Meeting documents

Cabinet
Wednesday, 6th September, 2006

Appx 4

Statement by Simon Petter of Greenway Lane Area Residents' Forum to Council Executive 06-Sep-06.

I represent the Greenway Lane Area Residents' Forum, a residents' association in the south of Bath which has around 200 members and supporters, and of which I am an officer. We are neighbours of Beechen Cliff School, and we have been dismayed by the school's attempts to dispose of a significant part of its playing fields, which we believe to be in the interest neither of the neighbourhood nor of the school. We wish to support the officers' report to the Executive in two important respects.

Firstly, we support the proposal that the Council should proceed to formal adoption of the Local Plan, subject to such modifications as seem fit. We agree with the implication of the report that if the Plan is not adopted there will be no firm planning base, and developers will be able to drive a coach and horses through the Council's scrupulous efforts over many years to protect both the World Heritage City of Bath and the Mendip Hills Area of Outstanding Natural Beauty.

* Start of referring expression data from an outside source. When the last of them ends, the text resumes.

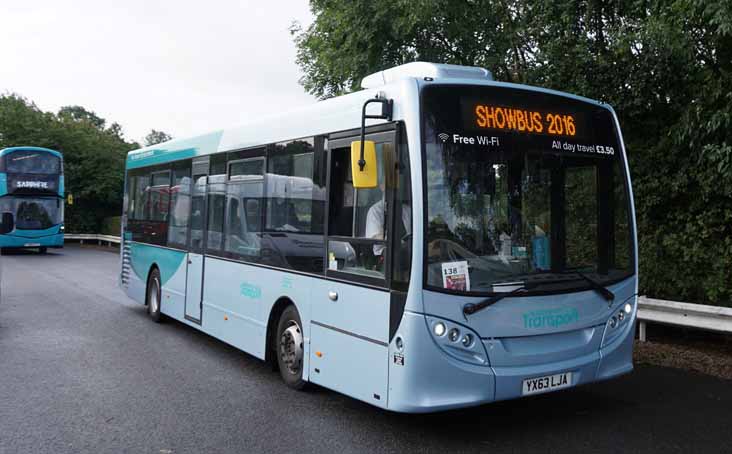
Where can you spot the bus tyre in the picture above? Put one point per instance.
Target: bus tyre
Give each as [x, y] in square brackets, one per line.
[153, 296]
[289, 347]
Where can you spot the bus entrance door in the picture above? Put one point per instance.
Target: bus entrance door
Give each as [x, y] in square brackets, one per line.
[194, 275]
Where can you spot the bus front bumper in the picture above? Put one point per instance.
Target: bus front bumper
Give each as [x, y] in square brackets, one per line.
[430, 380]
[50, 238]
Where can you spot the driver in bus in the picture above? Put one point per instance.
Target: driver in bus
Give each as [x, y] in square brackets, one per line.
[376, 221]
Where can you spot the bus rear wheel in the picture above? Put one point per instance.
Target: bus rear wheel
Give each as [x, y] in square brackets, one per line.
[153, 296]
[289, 347]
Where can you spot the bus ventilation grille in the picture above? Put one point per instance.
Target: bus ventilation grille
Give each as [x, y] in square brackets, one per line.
[125, 264]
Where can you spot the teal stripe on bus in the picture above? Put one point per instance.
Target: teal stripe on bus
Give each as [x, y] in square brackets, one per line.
[174, 151]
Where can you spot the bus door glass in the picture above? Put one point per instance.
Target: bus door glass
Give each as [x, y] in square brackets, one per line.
[194, 279]
[350, 309]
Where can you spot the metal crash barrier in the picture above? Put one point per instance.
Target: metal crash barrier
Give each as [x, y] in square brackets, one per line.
[711, 318]
[92, 237]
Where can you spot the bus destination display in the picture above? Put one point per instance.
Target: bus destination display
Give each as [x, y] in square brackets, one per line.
[505, 118]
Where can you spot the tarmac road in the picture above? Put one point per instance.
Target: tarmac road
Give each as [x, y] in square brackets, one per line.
[82, 369]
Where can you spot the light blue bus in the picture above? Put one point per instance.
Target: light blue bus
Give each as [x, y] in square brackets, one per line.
[434, 241]
[31, 198]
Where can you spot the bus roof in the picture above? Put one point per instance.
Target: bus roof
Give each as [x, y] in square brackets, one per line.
[5, 151]
[331, 115]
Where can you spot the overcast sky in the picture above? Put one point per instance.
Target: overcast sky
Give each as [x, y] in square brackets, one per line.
[184, 67]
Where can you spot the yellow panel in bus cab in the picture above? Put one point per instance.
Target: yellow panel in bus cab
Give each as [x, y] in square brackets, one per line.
[369, 176]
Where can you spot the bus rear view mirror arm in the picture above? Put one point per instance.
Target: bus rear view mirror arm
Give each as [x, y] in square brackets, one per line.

However, our main concern is the present report's recommendation to reject the Inspector's proposal to reallocate the Beechen Cliff School playing fields for housing development. We approve this rejection unreservedly, along with the supporting arguments made in the officers' report. As it says, the traffic levels on Greenway Lane are already well over the levels acceptable to traffic professionals, and the consequences of such development would be contrary to the basic principles of town and country planning, causing accidents, pollution and nuisance to local residents, and delay and congestion to the travelling public. Moreover, the substantial engineering operations which development would involve would destroy the character of this part of the conservation area.

We would add one further key point which the officers' report has not covered. This is the question of the school's own need for the playing fields. The Inspector was impressed by the fact that they had received permission from the DFES to dispose of the land. But she did not take into account that OFSTED had already reported that the playing fields as they stood were too small for the school, and that the DFES tightened their own criteria for such disposals only months after granting permission. We have no doubt that if DFES were to consider an application now they would refuse it.

There are other sound planning reasons for rejecting this site for development. Some, such as the effect on the setting of the listed Devonshire Buildings, or the needs of local people for recreational space, were not taken into account by the Inspector at all. Others, such as the effect on wildlife, or on the footpath network, were taken into account, but accorded insufficient weight.

However, I will not elaborate. I represent a local community which is united in opposition to this proposal, not on NIMBY grounds, but because we have examined it in detail and know what serious damage it would do both to the amenity of the local area and to the effectiveness of our local school. We ask the Executive to uphold the officers' report and reject the re-allocation of this land.